Business / Economy

Depreciation of yuan not long-term issue

By Wang Yanfei (China Daily) Updated: 2016-03-21 11:10

The yuan's exchange rate will remain stable, despite some fluctuations in the short term, said a senior central bank official during the China Development Forum in Beijing on Saturday.

"There's no basis from the fundamentals supporting a sustained depreciation of the yuan," said Lu Lei, director of the research bureau of the People's Bank of China, the country's central bank.

While the Chinese currency depreciated by 5.8 percent against the US dollar last year, it appreciated against many other currencies and has been largely stable against the dollar this year, according to the China Foreign Exchange Trade System.

After achieving the record high of a $598.1 billion trade surplus last year, China registered a trade surplus of $63.3 billion in January, which rules out the possibility of the currency's sustained depreciation, Lu said.

The senior banker pointed out that China has not adopted a policy of depreciating its currency in order to boost trade competitiveness because "the nation has an adequate trade surplus and because net exports have contributed significantly to its GDP growth".

Echoing his stance, Lawrence Lau, an economist from the Chinese University of Hong Kong, said that although China's foreign exchange reserves have declined from $4 trillion in 2014 to $3.2 trillion, they are still the largest in the world and the amount is sufficient for the country to tackle any impact brought about by the fluctuation of other economies.

China's foreign exchange market has calmed down after months of volatility and the high expectations for big-margin yuan depreciation are simply an "overreaction", said Ding Zhijie, a professor of finance at the University of International Business and Economics in Beijing.

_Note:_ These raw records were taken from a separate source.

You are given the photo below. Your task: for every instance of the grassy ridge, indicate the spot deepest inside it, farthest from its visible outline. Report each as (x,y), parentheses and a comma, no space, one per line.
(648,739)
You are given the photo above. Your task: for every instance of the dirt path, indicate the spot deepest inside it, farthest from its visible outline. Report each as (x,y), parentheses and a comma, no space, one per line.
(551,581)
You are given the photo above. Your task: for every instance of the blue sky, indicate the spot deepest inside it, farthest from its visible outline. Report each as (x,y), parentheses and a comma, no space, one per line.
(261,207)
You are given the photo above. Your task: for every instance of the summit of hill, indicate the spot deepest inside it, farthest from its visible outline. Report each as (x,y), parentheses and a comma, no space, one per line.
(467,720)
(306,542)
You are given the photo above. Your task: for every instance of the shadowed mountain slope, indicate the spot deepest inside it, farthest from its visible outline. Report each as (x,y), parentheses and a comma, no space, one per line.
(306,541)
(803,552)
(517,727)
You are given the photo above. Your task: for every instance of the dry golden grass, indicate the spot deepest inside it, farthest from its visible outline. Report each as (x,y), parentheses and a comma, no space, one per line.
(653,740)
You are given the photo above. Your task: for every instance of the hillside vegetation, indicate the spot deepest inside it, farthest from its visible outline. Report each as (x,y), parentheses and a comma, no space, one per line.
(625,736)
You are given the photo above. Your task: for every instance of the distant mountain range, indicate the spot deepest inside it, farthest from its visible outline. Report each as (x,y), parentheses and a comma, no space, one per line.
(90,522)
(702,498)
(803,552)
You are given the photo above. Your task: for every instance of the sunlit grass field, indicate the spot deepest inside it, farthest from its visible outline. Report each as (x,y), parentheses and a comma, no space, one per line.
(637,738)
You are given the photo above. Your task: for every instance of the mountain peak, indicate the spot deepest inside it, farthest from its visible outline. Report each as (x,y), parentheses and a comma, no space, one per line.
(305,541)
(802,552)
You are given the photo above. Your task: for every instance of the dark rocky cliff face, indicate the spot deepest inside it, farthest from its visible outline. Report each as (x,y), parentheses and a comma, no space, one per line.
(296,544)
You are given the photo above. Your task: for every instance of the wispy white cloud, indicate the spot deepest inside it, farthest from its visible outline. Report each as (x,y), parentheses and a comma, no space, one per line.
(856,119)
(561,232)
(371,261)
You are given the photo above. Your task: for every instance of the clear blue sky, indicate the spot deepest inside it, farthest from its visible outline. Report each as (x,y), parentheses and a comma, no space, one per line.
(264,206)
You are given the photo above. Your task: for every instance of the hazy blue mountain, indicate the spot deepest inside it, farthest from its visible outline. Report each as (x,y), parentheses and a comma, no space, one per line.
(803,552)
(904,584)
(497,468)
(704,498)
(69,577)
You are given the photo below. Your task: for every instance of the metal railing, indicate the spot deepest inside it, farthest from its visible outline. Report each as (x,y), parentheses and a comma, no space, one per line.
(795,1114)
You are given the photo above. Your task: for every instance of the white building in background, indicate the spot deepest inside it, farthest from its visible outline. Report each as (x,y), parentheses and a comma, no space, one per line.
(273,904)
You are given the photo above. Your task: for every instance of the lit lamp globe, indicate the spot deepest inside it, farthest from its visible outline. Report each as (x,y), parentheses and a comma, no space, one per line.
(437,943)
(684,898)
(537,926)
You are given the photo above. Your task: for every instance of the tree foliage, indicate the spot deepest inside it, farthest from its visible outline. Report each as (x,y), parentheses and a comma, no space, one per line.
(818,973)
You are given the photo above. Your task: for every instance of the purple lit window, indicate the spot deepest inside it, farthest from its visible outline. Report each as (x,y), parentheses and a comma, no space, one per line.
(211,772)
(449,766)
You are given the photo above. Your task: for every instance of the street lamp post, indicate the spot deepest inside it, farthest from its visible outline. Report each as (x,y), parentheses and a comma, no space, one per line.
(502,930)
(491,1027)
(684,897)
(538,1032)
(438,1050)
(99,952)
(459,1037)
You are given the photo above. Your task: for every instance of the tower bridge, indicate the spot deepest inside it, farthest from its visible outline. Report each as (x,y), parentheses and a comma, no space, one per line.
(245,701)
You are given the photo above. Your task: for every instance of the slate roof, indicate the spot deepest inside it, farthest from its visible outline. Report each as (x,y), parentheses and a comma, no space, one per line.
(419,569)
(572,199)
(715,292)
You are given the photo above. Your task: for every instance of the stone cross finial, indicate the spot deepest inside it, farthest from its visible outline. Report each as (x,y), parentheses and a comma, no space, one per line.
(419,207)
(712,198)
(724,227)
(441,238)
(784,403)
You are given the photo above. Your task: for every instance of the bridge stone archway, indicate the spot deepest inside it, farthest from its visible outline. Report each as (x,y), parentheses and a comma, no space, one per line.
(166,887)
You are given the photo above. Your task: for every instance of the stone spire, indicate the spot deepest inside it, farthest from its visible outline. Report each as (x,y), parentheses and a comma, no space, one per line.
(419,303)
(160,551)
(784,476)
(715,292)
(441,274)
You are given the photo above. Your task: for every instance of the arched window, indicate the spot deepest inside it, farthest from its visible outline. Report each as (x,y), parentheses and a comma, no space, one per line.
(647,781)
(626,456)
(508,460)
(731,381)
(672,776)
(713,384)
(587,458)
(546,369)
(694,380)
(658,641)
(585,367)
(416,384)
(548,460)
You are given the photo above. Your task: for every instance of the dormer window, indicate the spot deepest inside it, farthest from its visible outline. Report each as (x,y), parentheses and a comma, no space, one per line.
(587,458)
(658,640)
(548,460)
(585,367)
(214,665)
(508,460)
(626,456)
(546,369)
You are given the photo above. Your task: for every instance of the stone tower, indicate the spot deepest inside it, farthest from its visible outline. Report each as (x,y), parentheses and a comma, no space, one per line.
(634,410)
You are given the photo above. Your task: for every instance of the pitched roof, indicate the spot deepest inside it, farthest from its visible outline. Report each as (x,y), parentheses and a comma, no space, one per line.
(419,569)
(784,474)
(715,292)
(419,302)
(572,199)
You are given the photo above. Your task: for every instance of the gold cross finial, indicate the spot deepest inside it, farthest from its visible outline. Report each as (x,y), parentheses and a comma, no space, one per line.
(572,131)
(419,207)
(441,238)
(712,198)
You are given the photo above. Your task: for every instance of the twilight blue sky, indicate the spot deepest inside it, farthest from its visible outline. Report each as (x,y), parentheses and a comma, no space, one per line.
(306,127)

The recent weakening of the US dollar may also help stabilize the yuan's exchange rate, analysts said.

Yu Yongding, an economist at the Chinese Academy of Social Sciences, said the yuan will face less depreciation pressure and that it tends to be more stable at times when the US dollar becomes weaker.

He said the announcement from the Federal Reserve last week that interest rates would not be raised signals a slower pace of interest rate hikes this year.

"A less strong US dollar makes it easier for China's exchange rate management policy," Yu said.

David Dollar, a senior economist at the Brookings Institution in the United States, told Xinhua News Agency that if the dollar continues to weaken, it will facilitate the stabilization of the yuan's exchange rate.

Zhou Xiaochuan, governor of the People's Bank of China, said earlier this month that while he is not able to rule out any future fluctuations of the currency, he expects the yuan's exchange rate to return to normalcy.